= Universities' Statistical Record =

In the United Kingdom, the Universities' Statistical Record (USR) consists of records of undergraduate students on courses of one academic year or more; postgraduate students on courses of one academic year or more; academic and related staff holding regular salaried appointments, and finance data for all UK universities. It was compiled by UCCA, the Universities Central Council on Admissions from its formation in 1961 until its merger with PCAS (Polytechnics Central Admissions Service) to form UCAS in 1993.
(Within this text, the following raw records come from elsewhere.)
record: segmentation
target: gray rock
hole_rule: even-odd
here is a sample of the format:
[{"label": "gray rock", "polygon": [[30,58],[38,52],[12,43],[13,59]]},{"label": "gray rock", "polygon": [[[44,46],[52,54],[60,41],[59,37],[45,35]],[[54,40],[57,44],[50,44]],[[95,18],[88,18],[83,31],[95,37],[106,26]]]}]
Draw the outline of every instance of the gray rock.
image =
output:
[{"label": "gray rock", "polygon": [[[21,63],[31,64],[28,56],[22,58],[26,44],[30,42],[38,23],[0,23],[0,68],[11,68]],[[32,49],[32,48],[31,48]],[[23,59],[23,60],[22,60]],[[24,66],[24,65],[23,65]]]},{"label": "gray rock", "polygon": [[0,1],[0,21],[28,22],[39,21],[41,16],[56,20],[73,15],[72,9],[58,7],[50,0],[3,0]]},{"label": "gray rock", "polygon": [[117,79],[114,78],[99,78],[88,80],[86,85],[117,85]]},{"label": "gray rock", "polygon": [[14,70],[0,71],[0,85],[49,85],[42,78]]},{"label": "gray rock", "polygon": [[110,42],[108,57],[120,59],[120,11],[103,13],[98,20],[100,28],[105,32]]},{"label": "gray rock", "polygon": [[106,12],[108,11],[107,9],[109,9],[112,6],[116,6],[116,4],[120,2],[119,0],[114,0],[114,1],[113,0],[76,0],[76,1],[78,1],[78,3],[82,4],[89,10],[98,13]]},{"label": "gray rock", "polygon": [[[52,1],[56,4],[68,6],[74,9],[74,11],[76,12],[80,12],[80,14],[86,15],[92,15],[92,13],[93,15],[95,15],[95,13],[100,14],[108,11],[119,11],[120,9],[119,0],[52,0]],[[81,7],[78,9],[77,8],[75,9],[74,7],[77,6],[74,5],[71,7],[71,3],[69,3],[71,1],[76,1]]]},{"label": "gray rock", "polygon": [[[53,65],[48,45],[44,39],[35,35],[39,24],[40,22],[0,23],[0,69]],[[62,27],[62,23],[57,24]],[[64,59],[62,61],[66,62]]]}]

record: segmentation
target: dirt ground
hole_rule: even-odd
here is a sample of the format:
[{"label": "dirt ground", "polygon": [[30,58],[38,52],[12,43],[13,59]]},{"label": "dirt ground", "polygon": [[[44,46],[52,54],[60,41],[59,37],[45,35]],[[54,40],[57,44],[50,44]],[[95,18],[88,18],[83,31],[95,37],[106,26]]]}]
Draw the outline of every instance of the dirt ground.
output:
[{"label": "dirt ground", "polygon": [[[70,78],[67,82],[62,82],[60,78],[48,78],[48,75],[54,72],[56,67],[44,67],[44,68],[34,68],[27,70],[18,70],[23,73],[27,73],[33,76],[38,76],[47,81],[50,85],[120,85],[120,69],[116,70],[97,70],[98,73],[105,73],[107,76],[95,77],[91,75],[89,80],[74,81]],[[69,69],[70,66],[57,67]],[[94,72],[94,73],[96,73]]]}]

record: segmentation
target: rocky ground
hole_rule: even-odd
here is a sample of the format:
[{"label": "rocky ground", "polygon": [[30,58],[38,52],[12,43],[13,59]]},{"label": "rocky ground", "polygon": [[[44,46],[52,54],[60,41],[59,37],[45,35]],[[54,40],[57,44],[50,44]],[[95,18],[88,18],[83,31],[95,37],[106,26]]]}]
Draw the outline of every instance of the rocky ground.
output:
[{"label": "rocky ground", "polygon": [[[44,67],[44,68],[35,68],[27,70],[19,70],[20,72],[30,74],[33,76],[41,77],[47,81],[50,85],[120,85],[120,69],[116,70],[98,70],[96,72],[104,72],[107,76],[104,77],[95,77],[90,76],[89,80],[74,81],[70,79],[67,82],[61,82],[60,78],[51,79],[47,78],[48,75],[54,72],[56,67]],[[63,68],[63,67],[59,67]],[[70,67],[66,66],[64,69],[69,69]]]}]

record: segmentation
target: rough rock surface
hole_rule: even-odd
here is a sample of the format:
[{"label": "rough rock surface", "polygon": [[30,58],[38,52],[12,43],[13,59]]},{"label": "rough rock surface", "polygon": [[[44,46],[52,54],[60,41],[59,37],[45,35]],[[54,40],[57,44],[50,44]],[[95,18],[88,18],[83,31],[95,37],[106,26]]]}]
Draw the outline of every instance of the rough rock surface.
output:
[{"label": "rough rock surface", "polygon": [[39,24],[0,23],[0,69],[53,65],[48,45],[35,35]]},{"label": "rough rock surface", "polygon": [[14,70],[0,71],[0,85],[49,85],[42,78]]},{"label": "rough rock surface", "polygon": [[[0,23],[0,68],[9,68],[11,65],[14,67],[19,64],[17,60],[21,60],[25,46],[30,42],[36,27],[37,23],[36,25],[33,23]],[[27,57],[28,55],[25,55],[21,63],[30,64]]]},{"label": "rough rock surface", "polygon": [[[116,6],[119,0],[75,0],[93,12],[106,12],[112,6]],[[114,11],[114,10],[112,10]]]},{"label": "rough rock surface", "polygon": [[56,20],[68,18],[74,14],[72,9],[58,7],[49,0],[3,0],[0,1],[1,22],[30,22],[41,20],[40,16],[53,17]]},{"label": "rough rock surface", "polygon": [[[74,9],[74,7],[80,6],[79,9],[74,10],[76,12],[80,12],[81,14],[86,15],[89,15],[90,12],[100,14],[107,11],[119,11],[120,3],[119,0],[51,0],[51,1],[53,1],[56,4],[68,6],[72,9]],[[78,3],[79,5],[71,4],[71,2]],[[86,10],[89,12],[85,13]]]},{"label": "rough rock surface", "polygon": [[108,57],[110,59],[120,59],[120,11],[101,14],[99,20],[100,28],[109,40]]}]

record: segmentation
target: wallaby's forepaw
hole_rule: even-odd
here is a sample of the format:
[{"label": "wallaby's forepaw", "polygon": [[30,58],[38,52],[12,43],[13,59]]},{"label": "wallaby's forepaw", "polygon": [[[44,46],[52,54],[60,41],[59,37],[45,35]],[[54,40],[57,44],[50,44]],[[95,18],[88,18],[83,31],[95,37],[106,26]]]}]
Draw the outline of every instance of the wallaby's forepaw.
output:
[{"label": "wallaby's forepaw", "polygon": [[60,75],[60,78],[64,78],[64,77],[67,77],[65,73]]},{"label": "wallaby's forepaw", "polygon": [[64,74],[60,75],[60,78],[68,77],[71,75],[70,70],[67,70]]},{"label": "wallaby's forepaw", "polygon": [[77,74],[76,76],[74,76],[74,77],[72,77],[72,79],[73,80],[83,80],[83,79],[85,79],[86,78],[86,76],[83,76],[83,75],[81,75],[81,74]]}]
The Higher Education Statistics Agency (HESA) became the official agency for the collection, analysis and dissemination of quantitative information about higher education in 1993. It was set up by agreement between the relevant government departments, the higher education funding councils and the universities and colleges in 1993, following the white paper “Higher Education: a new framework”, which called for more coherence in HE statistics, and the Further and Higher Education Act 1992, which established an integrated higher education system throughout the United Kingdom.

==Main topics==
Finance: income and expenditure; university; cost centre. The Finance dataset contains details of income and expenditure for all of the UK universities. These data are contained in a series of files for each year.

Student load: undergraduate, postgraduate (taught course or research); cost centre.

==Coverage==
- Time period covered: 1964–1993
- Country: United Kingdom

==Methodology==
The finance data were collected from annual returns based on the university financial year (August to July).

Method of data collection: Annual returns from each university were collated by UCCA.